The Perils of Raccoon Domestication

Baby raccoons are adorable little critters; with soft furry faces and little paws that will melt even the coldest of hearts. Although cute and charming, raccoons are wild animals, baby or not. In fact, it takes thousands of years to domesticate a species of animal. For instance, the dog and cat have been bred in captivity for over 20,000 years. This is why we can take them in as pets without any danger or consequences. Instinctively bred in their genes, a baby raccoon will grow up to be a wild animal in almost all domestication cases. Continue reading to learn the basic dangers of owning or domesticating a wild raccoon, or any animal for that matter. Learn why it is important for wild animals to remain in their natural habitat and environment; and why humans should admire these fascinating creatures from afar, rather than inside their homes.

Property Damages

Raccoons are fascinating mammals because of their incredible dexterity, intellect, and inquisitiveness. They are highly capable animals that can open doors, lift latches, grab and hold, and much more; just as a human hand. These characteristics, among many others, are prime examples of how destructive a pet raccoon can be in a domesticated environment. Raccoons like to explore, investigate, and dig around. In a residential setting, this can be disastrous. Because there is no controlling or training an adolescent or adult raccoon, there is no chance of teaching them to behave indoors. They are highly intelligent, which also contributes to their stubbornness for domestication.

The destruction possibilities are endless. They can knock over good china, burrow inside mattresses, rip up upholstery, bury and hide household ornaments, help themselves to the refrigerator, raid the garbage cans, rip out dry wall, tear down curtains, and more. Keep in mind, they are also nocturnal. Some may recommend caging a raccoon for a possible solution; however, caging raccoons is even worse than allowing them access to roam free. Wild animals are not meant to be caged, therefore, it is not advised to own one as a pet if proper care cannot be provided on a consistent basis. Animal sanctuaries, such as zoos and rehabilitation centers, are the only settings that are appropriate for wild animal domestication.

Health Consequences

Property damage is not the worst risk associated with owning a pet raccoon. Health concerns are another danger to fully understand before taking in a wild animal. Raccoons are common carriers of many illnesses that can affect humans and other animals, such as dogs and cats. Diseases like rabies, distemper, canine hepatitis, roundworm, lice, ticks, and scabies, are among a few of the most commonly diagnosed in North America. These illnesses can be passed along by fur, saliva, urine, droppings, and blood. If a raccoon bites or scratches a person, they are at risk to catching a disease if the animal is a carrier of one.

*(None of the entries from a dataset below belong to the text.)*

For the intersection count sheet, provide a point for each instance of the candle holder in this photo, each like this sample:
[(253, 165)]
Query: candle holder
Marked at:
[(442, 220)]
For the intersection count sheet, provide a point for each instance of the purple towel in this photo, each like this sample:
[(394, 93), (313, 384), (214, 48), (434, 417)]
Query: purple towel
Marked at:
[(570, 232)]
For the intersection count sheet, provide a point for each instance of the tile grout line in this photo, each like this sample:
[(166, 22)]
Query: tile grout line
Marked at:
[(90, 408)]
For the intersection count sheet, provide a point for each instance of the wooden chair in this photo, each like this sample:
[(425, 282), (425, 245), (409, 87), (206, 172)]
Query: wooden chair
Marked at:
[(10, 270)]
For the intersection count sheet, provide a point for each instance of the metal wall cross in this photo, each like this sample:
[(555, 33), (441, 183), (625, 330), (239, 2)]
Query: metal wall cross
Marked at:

Raccoon scat is another health hazard. Also known as raccoon droppings, scat can contain many undesirable threats. One common hazard is roundworm. These worms are microscopic and can lay hundreds of eggs in raccoon scat. If picked up and ingested by human or pet, the possible implications include violent nausea, blindness, organ failure, and even death.

Obstruction of Local Ordinances

In many states and counties, wild raccoon domestication is illegal. If a person is caught with a pet raccoon, they are liable to losing all pet ownership rights. They would be forced to pay legal penalties and court fines as well. In other states, owning a raccoon as a pet is legal so long as the person has an exotic pet license. These permits can be obtained just as easily as a gun permit, in most cities.